Respondents clearly believe that these wider wellbeing services are under pressure, with the majority of comments indicating that local areas are seeing a significant reduction in these services overall. Of particular note, several respondents spoke of the reduction in funding available for voluntary and community sector projects (at a time when that sector is also facing increasing demand).
There is clear recognition of the role and value of public health, housing and other local services in contributing to people’s health and wellbeing. It is also clear that there is an important interplay between these services and the outcomes they achieve. Effective and integrated transport systems help people remain independent, allowing them to access services such as libraries, that help tackle loneliness, parks, which can improve physical wellbeing, and advice, advocacy and sign-posting services, that may assist with housing or employment issues.
But it is also clear that cuts to such services have been part of the approach to protecting adult social care budgets. This is counter-productive. It reduces councils’ ability to positively influence the wider determinants of health, which can then limit people’s potential and their own contribution to building resilient communities.
Adult social care and the NHS
Respondents clearly felt it was important, very important, or extremely important that decisions made by the local NHS are understood by local people and that decision-makers are answerable to local people. Linked points were made about the need for greater transparency in local NHS decision-making and the importance of involving local people in the decision-making process.
Slightly more than half of the respondents who commented on the role of health and wellbeing boards (HWBs) said the structures should be strengthened.
Of the suggestions given in the green paper for strengthening health and wellbeing boards, the two most popular options were requiring sustainability and transformation partnerships (STPs) to engage with HWBs in developing STP plans, and giving HWBs statutory duties and powers to lead the integration agenda locally.
On the use of the new funding for the NHS, and amongst those who responded to the question in relation to the suggested uses set out in the green paper, the most popular suggestion was to invest in prevention, primary care and community health services, with multi-agency teams working closely alongside the voluntary sector to put in place early help and support.
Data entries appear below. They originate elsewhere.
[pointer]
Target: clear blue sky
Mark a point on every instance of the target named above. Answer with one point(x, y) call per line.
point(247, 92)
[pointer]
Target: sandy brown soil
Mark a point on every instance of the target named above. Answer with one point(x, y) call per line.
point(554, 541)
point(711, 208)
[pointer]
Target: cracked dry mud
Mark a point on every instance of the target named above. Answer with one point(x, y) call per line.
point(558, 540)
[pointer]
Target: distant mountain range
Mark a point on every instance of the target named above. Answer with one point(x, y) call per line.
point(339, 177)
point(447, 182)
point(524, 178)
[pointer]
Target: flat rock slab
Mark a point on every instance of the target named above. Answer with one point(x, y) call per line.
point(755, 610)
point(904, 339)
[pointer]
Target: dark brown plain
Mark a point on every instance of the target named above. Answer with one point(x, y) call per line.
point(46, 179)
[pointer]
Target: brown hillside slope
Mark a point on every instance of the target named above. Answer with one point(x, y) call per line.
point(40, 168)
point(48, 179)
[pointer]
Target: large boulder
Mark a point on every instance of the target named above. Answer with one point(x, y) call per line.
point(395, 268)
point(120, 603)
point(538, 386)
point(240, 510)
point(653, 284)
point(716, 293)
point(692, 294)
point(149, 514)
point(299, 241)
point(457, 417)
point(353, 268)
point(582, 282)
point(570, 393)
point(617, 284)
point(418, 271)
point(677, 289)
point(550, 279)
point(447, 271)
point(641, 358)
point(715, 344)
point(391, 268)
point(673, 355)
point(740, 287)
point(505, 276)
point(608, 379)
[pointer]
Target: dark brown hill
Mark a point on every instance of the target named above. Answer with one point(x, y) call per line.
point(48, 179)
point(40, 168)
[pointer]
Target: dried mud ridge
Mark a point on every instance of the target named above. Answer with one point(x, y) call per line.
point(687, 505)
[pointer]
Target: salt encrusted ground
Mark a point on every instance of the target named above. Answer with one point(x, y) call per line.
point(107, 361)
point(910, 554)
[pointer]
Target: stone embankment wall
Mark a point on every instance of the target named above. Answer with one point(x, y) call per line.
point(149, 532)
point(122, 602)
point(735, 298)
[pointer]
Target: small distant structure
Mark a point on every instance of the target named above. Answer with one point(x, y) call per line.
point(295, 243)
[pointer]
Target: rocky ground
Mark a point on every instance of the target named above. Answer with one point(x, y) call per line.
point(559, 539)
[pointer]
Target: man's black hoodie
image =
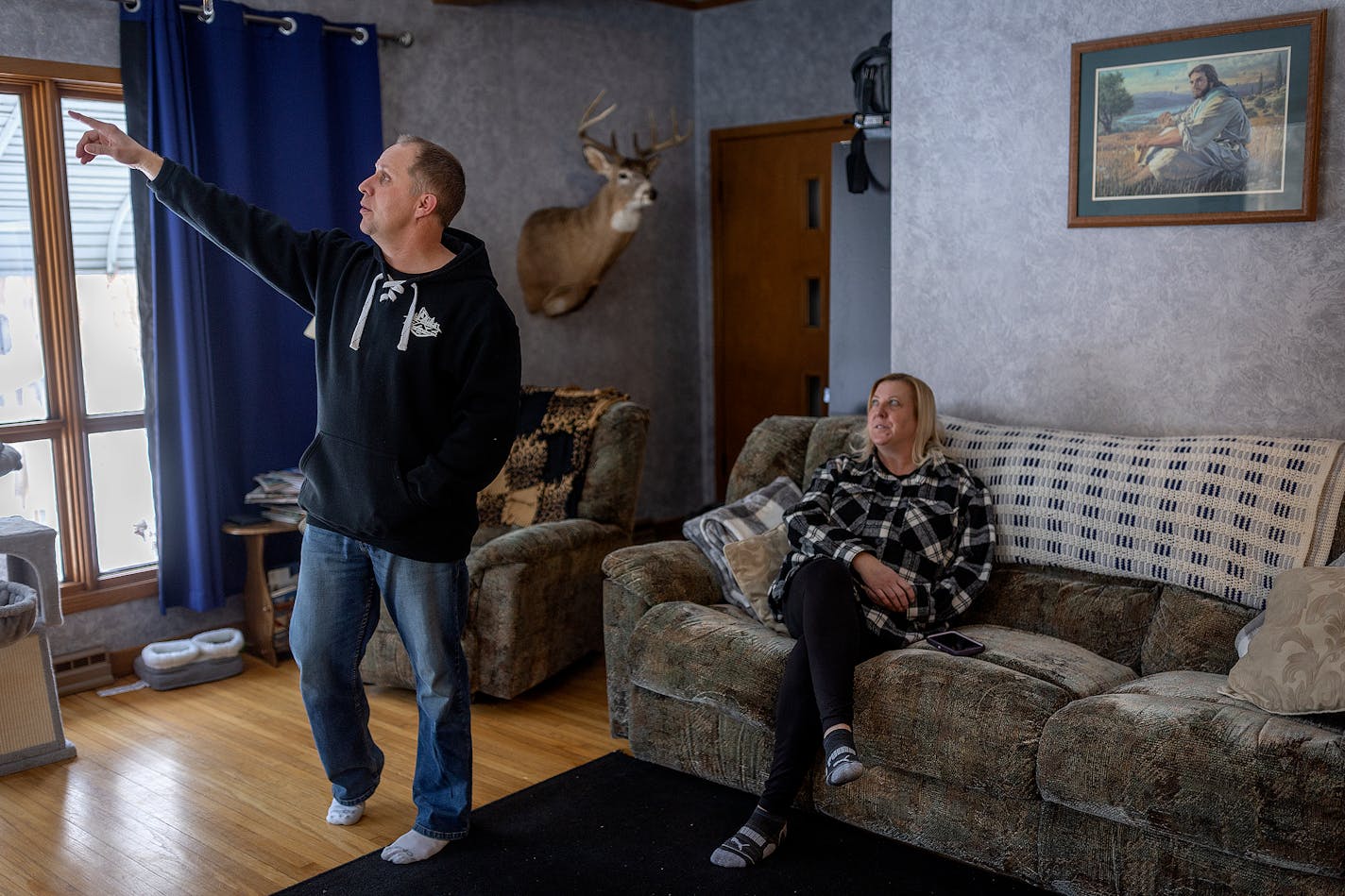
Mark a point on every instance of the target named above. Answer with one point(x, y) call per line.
point(417, 374)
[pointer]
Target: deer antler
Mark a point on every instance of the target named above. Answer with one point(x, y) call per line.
point(588, 120)
point(659, 145)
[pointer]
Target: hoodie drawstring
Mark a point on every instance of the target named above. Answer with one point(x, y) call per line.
point(364, 315)
point(406, 325)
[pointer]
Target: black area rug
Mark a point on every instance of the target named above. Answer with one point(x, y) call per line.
point(619, 825)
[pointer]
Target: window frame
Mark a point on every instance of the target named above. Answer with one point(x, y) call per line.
point(41, 86)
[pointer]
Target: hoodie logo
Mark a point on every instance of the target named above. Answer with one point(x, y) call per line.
point(424, 326)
There is a strong and consistent message that the NHS needs to be more open and accountable to local communities, by directly involving local people in meaningful discussions about local health services and also through existing local democratic structures. In particular, health and wellbeing boards – the only statutory body where political, clinical and community leadership comes together to agree shared priorities for improving health and wellbeing – are identified as the best forum for ensuring that health services are accountable to local people.
Many respondents want stronger powers for HWBs, especially in leading local integration of health, wellbeing and care services and in ensuring that sustainability and transformation partnerships and integrated care systems build on, rather than cut across or side-line, existing plans for joining health and care services.
Regarding additional funding for the NHS, there is a preference for investment in prevention at primary and community level in order to enable people to stay healthy and independent.